PANDEGLANG, BANPOS-Ketahanan keluarga menjadi salah satu hal yang penting dalam menekan angka kekerasan anak maupun kekerasan pada anak. Selain itu, efek negatif dari gadget dan medsos juga dirasa semakin tidak terkendali.
“Untuk kasus kekerasan pada anak secara bersamaan merupakan efek domino dari media, tapi dalam artian media yang positif. Karena adanya informasi misalkan ada orang yang melapor, saya juga mau melapor dong. Jadi efek dari medianya ini memberikan kesadaran kepada masyarakat bahwa Ketika terjadi kekerasan maka dia boleh melapor dan orang juga bisa,” kata Psikolog, Rika Kartikasari, M.Psi kepada BANPOS, Kamis (20/10).
Menurutnya, dari sejumlah kasus yang ditanganinya sejak tahun 2019, kasus tersebut sangat banyak. Namun kasus tersebut seperti fenomena gunung es, terlihatnya sedikit tapi dibawahnya cukup banyak.
“Mungkin kita tidak tahu, apakah orang tersebut tidak melapor atau tidak ketahuan atau mungkin sudah parah seperti itu. Kasusnya memang banyak, apalagi pada bulan ini. Kekerasan fisik sekarang malah lebih banyak dibandingkan tahun kemarin,” terangnya.
Untuk penyebab anak menjadi pelaku kekerasan, Rika menyebut bahwa anak tersebut karena melihat contoh yang telah dilakukan oleh orang lain yang ditampilkan di beberapa media sosial (Medsos).
“Dari kasus yang telah saya tangani itu yang pertama melihat contoh, jadi karena ada medsos yang menampilkan, media televisi yang menampilkan. Sehingga anak tersebut melakukannya. Bisa juga dia melakukan hal yang sama karena perlakuan yang diberikan orang tuanya atau orang sekitarnya. Jadi dia menganggap bahwa hal itu memang boleh dilakukan,” ujarnya.
Kata Rika lagi, untuk perkembangan kasus kekerasan atau kriminal dengan pelaku anak berdasarkan kasus yang telah ditanganinya banyak yang tidak melapor, saat ini trend nya bullying fisik dengan tawuran.

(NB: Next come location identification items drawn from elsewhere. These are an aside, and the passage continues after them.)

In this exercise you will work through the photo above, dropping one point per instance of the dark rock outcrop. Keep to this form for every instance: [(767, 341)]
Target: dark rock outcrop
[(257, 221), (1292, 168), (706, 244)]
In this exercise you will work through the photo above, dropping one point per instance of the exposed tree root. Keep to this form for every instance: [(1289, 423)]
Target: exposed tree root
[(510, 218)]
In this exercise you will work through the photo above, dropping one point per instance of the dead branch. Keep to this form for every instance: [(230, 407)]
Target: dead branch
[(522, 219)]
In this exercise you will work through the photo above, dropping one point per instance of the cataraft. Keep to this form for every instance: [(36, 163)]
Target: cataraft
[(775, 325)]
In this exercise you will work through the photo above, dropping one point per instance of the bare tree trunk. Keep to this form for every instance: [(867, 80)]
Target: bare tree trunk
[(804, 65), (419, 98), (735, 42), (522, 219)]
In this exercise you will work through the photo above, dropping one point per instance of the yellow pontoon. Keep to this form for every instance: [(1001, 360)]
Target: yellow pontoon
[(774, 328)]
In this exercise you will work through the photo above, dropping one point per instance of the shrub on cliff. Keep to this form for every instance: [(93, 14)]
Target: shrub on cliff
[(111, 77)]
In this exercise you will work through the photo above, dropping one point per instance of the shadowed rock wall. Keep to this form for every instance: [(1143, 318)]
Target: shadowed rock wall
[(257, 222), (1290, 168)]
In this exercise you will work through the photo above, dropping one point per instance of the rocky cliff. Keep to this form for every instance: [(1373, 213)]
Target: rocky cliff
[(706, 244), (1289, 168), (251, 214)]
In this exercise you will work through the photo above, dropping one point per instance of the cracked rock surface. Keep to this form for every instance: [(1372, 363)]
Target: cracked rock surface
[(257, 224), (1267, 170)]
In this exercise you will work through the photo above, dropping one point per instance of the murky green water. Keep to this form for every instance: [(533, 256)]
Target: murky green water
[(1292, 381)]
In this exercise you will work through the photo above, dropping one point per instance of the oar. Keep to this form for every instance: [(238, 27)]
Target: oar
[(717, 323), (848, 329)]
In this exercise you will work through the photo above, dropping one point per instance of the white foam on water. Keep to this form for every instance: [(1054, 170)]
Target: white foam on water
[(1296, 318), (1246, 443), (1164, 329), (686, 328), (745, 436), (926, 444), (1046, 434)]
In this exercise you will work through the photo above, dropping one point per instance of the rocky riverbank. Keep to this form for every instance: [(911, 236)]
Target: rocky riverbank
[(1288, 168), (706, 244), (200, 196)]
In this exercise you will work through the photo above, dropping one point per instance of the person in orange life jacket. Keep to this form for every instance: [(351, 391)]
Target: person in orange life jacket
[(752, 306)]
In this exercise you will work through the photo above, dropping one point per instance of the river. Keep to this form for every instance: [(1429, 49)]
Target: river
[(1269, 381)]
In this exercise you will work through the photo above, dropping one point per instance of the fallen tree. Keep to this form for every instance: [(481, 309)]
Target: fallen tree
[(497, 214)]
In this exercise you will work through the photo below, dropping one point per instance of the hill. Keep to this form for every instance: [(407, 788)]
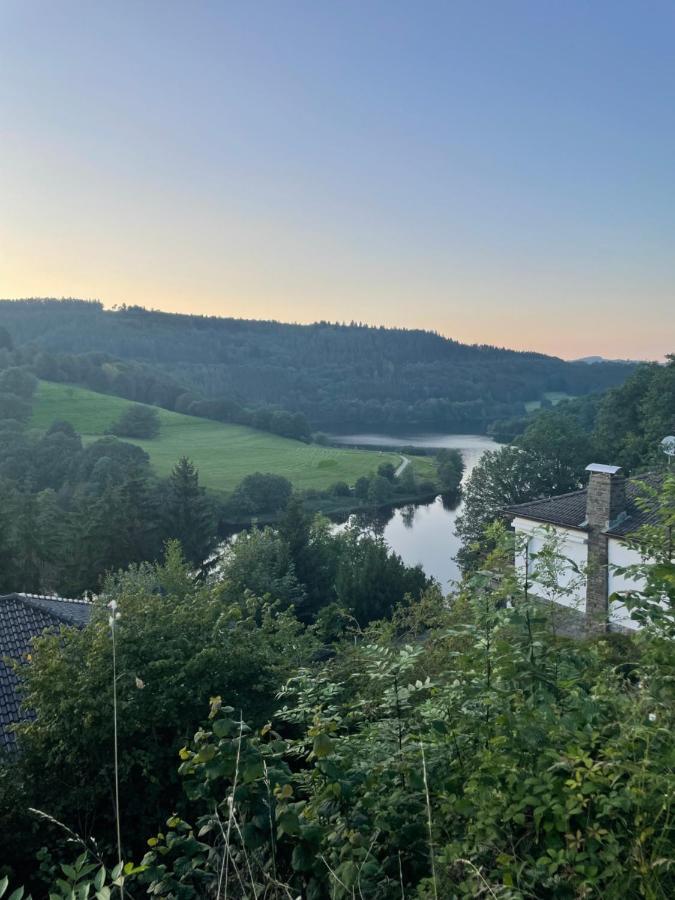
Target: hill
[(339, 376), (224, 454)]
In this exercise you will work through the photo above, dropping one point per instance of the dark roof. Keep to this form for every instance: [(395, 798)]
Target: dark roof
[(23, 617), (569, 510)]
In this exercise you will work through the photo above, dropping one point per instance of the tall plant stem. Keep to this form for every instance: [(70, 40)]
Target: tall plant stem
[(115, 752)]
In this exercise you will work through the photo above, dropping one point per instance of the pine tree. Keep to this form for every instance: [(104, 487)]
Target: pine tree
[(188, 513)]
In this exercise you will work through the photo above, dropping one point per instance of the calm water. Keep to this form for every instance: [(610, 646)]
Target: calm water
[(424, 533)]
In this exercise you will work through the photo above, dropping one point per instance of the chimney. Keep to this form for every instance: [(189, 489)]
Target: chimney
[(605, 504)]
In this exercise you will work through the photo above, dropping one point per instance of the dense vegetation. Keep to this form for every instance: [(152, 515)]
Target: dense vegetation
[(458, 750), (332, 376)]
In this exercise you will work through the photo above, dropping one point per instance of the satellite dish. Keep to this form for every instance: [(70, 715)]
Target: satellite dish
[(668, 446)]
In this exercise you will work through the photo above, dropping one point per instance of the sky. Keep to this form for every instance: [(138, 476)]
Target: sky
[(501, 172)]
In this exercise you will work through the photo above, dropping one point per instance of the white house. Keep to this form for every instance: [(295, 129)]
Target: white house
[(591, 527)]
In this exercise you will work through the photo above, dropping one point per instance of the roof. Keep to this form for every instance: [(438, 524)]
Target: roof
[(569, 510), (601, 467), (23, 617)]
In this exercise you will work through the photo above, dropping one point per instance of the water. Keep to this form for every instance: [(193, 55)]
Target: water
[(424, 534)]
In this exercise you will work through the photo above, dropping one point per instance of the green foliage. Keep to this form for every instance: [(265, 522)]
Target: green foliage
[(338, 376), (178, 643), (371, 580), (450, 470), (502, 477), (260, 493), (456, 750), (189, 512)]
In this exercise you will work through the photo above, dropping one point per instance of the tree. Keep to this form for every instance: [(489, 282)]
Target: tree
[(371, 580), (259, 561), (188, 512), (259, 493), (178, 644), (137, 422), (379, 490), (502, 478), (18, 381), (450, 467)]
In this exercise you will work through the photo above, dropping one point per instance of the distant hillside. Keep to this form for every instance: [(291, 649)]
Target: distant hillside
[(339, 376), (593, 360), (223, 454)]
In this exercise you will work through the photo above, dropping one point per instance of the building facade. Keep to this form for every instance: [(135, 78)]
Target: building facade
[(590, 528)]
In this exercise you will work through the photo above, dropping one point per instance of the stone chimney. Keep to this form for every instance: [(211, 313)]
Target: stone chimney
[(605, 505)]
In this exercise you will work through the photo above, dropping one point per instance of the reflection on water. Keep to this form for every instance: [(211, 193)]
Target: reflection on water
[(423, 533)]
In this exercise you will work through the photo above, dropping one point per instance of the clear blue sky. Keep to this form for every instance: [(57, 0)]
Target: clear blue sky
[(501, 172)]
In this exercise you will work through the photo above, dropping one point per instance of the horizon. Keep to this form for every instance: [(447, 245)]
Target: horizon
[(497, 175), (337, 322)]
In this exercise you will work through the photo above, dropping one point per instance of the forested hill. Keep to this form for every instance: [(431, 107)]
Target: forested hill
[(339, 376)]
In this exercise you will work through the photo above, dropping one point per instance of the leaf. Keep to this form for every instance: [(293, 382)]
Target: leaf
[(322, 745)]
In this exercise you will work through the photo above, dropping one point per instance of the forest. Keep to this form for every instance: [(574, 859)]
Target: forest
[(334, 376)]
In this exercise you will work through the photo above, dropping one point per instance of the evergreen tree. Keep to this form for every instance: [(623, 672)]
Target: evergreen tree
[(188, 513)]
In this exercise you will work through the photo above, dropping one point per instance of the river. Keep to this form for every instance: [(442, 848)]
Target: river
[(424, 534)]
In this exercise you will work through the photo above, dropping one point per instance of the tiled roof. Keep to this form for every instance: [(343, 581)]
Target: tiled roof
[(23, 617), (569, 510)]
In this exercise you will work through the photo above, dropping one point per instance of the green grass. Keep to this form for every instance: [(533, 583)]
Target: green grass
[(224, 454), (554, 396)]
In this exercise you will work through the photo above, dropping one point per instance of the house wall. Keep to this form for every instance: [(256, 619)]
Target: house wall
[(571, 547)]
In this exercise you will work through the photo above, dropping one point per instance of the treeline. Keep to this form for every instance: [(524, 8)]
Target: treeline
[(336, 376), (624, 424), (550, 449)]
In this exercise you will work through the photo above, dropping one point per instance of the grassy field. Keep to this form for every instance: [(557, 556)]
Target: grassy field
[(554, 396), (224, 454)]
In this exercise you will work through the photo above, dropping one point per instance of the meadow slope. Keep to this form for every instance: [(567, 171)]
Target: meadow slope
[(224, 454)]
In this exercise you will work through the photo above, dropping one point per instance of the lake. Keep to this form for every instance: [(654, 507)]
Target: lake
[(423, 534)]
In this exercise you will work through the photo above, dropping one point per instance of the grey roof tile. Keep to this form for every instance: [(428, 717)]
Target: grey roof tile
[(23, 617), (569, 510)]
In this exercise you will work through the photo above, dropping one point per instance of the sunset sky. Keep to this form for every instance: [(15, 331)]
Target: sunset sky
[(502, 172)]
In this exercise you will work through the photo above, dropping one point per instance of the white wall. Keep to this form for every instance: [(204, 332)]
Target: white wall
[(571, 546), (621, 555)]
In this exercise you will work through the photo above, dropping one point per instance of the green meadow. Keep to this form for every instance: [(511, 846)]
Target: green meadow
[(224, 454)]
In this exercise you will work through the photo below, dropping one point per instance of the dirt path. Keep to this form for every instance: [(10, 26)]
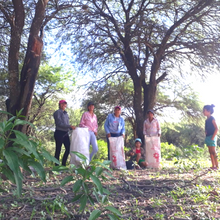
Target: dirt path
[(140, 194)]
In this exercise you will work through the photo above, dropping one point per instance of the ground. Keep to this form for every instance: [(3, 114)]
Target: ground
[(169, 193)]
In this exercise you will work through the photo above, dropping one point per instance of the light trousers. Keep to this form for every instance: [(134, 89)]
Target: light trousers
[(94, 144)]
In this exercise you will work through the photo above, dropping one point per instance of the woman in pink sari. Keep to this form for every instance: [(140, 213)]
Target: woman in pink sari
[(152, 132)]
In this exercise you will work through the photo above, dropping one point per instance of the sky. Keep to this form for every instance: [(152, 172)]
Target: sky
[(208, 88)]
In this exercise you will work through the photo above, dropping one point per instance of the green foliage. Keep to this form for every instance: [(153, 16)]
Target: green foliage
[(88, 186), (167, 150), (102, 153), (183, 134), (18, 151)]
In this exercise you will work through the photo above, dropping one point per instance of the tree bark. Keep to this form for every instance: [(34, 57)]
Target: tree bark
[(21, 90)]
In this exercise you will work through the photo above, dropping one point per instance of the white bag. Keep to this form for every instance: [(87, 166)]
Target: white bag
[(153, 152), (79, 142), (117, 154)]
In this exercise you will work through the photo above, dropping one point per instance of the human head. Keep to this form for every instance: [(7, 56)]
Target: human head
[(138, 142), (62, 104), (90, 106), (208, 108), (117, 111)]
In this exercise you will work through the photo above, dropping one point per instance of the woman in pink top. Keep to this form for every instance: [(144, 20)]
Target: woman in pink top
[(152, 132), (89, 120)]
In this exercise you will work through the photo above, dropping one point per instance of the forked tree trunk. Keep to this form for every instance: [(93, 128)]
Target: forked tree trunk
[(22, 98)]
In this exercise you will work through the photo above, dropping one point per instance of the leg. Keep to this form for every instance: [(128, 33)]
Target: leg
[(66, 142), (94, 144), (108, 147), (213, 156), (59, 141), (138, 157)]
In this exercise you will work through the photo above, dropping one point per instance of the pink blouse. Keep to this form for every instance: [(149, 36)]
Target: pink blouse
[(151, 128), (89, 121)]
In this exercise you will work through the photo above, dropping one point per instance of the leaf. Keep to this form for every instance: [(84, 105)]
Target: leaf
[(77, 185), (91, 200), (113, 210), (81, 156), (97, 183), (66, 180), (112, 217), (95, 214), (107, 162), (9, 174), (2, 143), (85, 188), (59, 168), (22, 122), (105, 191), (104, 199), (21, 151), (49, 157), (98, 170), (39, 169), (80, 171), (103, 165), (2, 190), (77, 197), (83, 201), (12, 159), (109, 174), (4, 112)]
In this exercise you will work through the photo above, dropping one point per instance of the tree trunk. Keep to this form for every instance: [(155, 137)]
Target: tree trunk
[(137, 105), (23, 97)]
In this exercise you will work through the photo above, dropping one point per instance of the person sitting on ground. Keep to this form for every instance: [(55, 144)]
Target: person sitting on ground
[(137, 154)]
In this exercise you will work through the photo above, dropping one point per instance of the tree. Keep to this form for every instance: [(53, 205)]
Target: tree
[(51, 83), (22, 25), (172, 96), (145, 39)]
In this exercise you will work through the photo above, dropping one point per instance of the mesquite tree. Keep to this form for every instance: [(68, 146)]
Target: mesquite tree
[(22, 25), (146, 39)]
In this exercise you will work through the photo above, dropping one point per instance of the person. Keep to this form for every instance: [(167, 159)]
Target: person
[(61, 132), (114, 126), (137, 154), (152, 132), (211, 130), (89, 120)]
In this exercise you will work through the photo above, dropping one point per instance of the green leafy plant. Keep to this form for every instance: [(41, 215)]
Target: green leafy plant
[(20, 152), (88, 187)]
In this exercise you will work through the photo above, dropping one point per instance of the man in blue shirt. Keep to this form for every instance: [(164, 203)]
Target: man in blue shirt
[(114, 126), (61, 133)]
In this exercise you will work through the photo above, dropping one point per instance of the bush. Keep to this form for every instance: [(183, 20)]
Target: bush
[(102, 153), (18, 152), (167, 150)]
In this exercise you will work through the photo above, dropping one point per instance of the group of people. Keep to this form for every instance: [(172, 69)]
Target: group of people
[(115, 127)]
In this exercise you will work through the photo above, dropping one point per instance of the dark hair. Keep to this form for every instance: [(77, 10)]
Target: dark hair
[(209, 108)]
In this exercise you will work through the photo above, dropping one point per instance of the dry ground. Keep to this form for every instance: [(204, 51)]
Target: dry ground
[(138, 194)]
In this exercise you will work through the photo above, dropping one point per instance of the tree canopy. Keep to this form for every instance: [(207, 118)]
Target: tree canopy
[(145, 39)]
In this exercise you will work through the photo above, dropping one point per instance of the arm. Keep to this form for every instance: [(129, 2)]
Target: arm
[(216, 129), (96, 126), (106, 125), (123, 127), (144, 129), (82, 121)]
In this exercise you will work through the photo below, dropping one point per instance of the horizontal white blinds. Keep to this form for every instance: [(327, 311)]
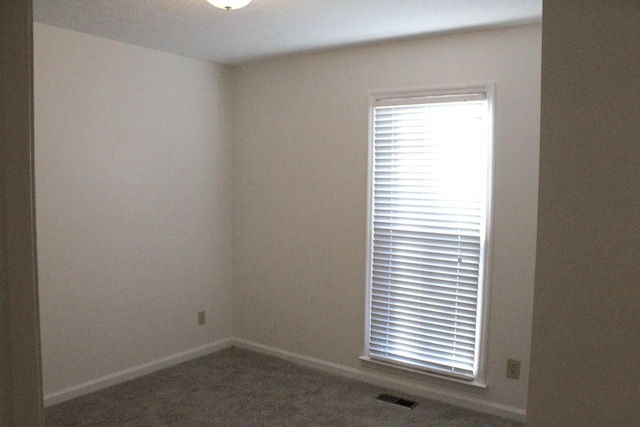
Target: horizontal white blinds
[(430, 160)]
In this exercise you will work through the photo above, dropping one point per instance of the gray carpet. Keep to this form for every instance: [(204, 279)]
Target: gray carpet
[(236, 387)]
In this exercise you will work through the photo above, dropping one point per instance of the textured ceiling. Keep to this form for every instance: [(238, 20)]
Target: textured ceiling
[(273, 28)]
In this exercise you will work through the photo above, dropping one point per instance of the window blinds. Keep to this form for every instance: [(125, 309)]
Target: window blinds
[(429, 193)]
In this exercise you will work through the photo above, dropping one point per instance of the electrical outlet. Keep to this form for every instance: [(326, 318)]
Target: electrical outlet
[(513, 369)]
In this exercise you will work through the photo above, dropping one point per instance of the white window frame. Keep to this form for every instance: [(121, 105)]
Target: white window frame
[(477, 378)]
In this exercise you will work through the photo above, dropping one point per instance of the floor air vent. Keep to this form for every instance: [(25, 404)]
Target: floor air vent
[(405, 403)]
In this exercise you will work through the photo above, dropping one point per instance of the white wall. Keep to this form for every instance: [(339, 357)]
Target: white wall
[(300, 192), (133, 188), (586, 340)]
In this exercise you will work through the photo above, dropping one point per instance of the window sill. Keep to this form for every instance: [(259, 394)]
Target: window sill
[(406, 371)]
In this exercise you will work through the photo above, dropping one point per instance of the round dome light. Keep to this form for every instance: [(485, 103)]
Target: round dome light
[(229, 4)]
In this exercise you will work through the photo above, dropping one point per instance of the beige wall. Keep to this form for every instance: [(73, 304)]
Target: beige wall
[(586, 329), (133, 186), (300, 196)]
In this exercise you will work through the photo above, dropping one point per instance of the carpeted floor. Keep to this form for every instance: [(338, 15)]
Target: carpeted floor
[(236, 387)]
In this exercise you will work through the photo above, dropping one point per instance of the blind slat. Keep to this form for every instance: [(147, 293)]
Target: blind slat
[(429, 191)]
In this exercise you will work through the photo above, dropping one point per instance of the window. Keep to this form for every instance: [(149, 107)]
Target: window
[(429, 202)]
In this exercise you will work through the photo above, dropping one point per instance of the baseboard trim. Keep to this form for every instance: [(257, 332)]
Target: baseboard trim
[(381, 380), (135, 372), (376, 378)]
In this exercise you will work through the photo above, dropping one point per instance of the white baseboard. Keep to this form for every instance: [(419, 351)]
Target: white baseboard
[(376, 378), (135, 372), (389, 382)]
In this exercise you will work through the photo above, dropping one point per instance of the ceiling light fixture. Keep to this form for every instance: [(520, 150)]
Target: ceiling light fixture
[(229, 4)]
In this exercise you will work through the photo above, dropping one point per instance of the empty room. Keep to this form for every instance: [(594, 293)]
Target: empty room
[(210, 180)]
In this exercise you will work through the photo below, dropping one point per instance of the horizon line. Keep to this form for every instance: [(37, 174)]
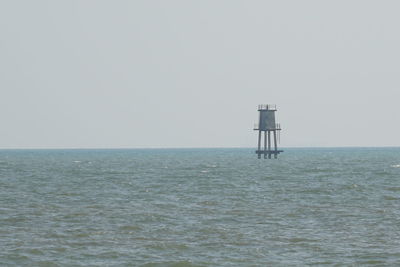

“Memang yang tawuran ini saya belum memegang secara langsung, karena saya tahu juga dari media. Tapi kalau bullying secara fisik seperti berantem atau pengeroyokan misalnya, saya tangani di tahun ini agak banyak dibandingkan tahun kemarin. Ya seperti musim-musiman begitu,” paparnya.
Sedangkan untuk upaya pencegahan Tindakan kekerasan dengan pelaku anak, Rika mengatakan bahwa salah satu kuncinya ada pada ketahanan keluarga.
“Jadi diberikan pemahamannya mulai dari keluarga, misalnya memberikan pemahaman bahwa aktivitas fisik misalnya memukul orang itu tidak baik. Jadi entah bisa dari penanaman agamanya, karena agama manapun pasti melarang. Kemudian dari sosialnya dia diberikan kesadaran bahwa jika kamu memukul orang lain, belum tentu orang lain diam saja. Jadi penanaman di keluarga,” katanya.
“Saya juga beberapa kali pernah akhir-akhir ini karena mungkin maraknya kasus, beberapa sekolah baik di Kabupaten Lebak, di Serang dan di Pandeglang, saya diminta untuk menjadi narsum pencegahan kekerasan di sekolah kepada siswa misalnya dalam bentuk bullying dan perkelahian. Ini salah satu bentuk sekolah yang aware dan sadar bahwa mereka ini harus diberikan program untuk pencegahan itu,” sambungnya.
Dalam memberikan hukuman kepada anak, kata Rika, di Indonesia ini hukumannya masih mencoba memberikan hukuman kepada anak tidak sama dengan memberikan hukuman seperti orang dewasa.
“Jadi ada perlakuan perbedaan hukum kepada anak dan juga kepada orang dewasa dengan pertimbangan bahwa agar anak ini secara mental tidak drop, kalau misalnya di persidangan. Kalau dia dipenjara bagaimana kondisi mentalnya, kemudian apakah dia mendapatkan perlakuan yang sama misalnya belajar dengan sesama narapidana, inikan nantinya ada perbedaan hukum. Kalau dari sisi psikologi, ini memang sudah sangat mencoba memahami hukuman kepada anak, hanya saja mungkin perlu pendampingan yang ekstra bagi anak-anak yang sudah melakukan pelanggaran tersebut,” ungkapnya.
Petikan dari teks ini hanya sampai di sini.